In the early stages, these customisations were done in the primary product offering itself, thus making the stack overly complex. This also led to another realisation that each of these custom framework engines must be an app, and the team needed to move to a service-oriented architecture. 

Some of these customisations also brought in relevant and newer databases, like Druid DB rather than querying from their time series database to serve real time update needs. 

Building on multiple systems 

“As we moved to service-oriented architecture, it also became amply clear that managing such large number of dockerised services will be tricky with the lean team we have. We therefore took an early call to move all the dockerised services into a Kubernetes cluster. While it was tough early on as no one in the team was an expert in Kubernetes, as we stabilised the infrastructure, we felt it was the right design choice considering how it now automatically take care of optimally using the resources as well as ensuring the uptime of the services,” explains Amarjeet. 

As for databases, the team realised early on that bringing in the right databases for the appropriate functionality of the stack is important than to keep going with one standard database. “Across our stack, the team uses different types of databases from SQL to NoSQL to Time seriesDB and RealtimeDB to serve different requirements across the stack,” says Amarjeet. 

He adds that API first has been another key thought process – allowing the team with easy integrations with third party systems (for both ingress and outgress) and supporting small custom requirements as standalone services.

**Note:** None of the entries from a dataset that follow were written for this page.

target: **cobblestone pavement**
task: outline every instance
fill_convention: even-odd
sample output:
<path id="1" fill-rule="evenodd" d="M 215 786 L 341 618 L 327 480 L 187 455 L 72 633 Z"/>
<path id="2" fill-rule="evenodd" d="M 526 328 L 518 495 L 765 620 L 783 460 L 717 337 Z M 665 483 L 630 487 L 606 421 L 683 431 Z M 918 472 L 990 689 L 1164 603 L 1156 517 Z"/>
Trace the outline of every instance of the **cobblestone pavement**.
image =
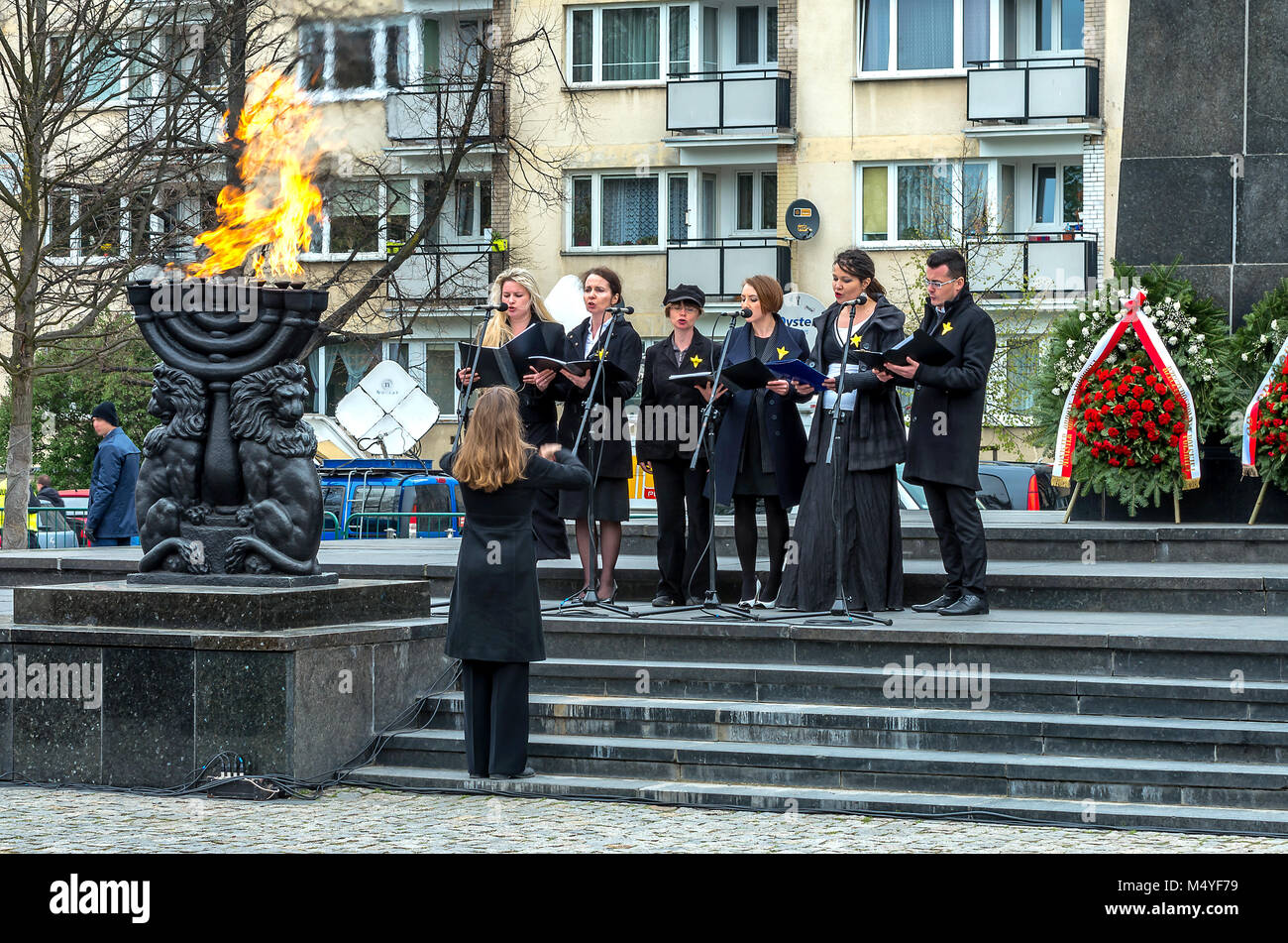
<path id="1" fill-rule="evenodd" d="M 0 852 L 1288 852 L 1288 839 L 339 790 L 317 801 L 0 787 Z"/>

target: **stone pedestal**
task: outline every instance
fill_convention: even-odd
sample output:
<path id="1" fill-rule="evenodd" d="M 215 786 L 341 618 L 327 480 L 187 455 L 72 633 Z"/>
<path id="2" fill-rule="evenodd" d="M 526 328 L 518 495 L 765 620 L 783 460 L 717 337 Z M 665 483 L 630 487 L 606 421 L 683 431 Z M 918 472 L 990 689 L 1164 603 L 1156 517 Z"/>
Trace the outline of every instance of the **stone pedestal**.
<path id="1" fill-rule="evenodd" d="M 0 697 L 0 772 L 165 787 L 228 751 L 319 776 L 430 685 L 443 644 L 426 582 L 18 587 L 0 669 L 24 691 Z"/>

“Wireless first on the hardware has been a key to ensure that the systems we develop are very easy to install, especially in a brownfield or retrofit environment. We brought in WiFi very early in our stack, and it has now been more than three years since we moved away from WiFi to OpenThread – a low power wireless mesh (allowing us to have sensors that run on batteries) open sourced by Google,” says Amarjeet. 

Future plans 

From ensuring customisations for large enterprise customers, Zenatix is now gearing towards serving the long tail of small customers through an ecosystem of partners. 

This involves a mindset change of supporting pre-defined templates wherever possible and not getting into complex no-code customisations. “We are currently looking at different parts of our stack with how they can be templated for this very large partner ecosystem,” says Amarjeet. 

“Furthermore, after proving scale and reliability in the Indian markets, we recently launched our solution in the Middle East markets. We also intend to grow into Europe and US markets by the end of this year – largely driven by the partner ecosystem. This further involves doubling down on template philosophy and developing some features that these geographies will require (and that were not so relevant in the Indian context),” says Amarjeet. 

“Broadly, we intend to keep moving forward on the “hardware agnostic software” philosophy and reach a point where the global partner ecosystem can bring in their own hardware (certified and locally available in their geography). Their software can then run on that diverse hardware ecosystem to put everything together in a seamless plug and play manner,” concludes Amarjeet.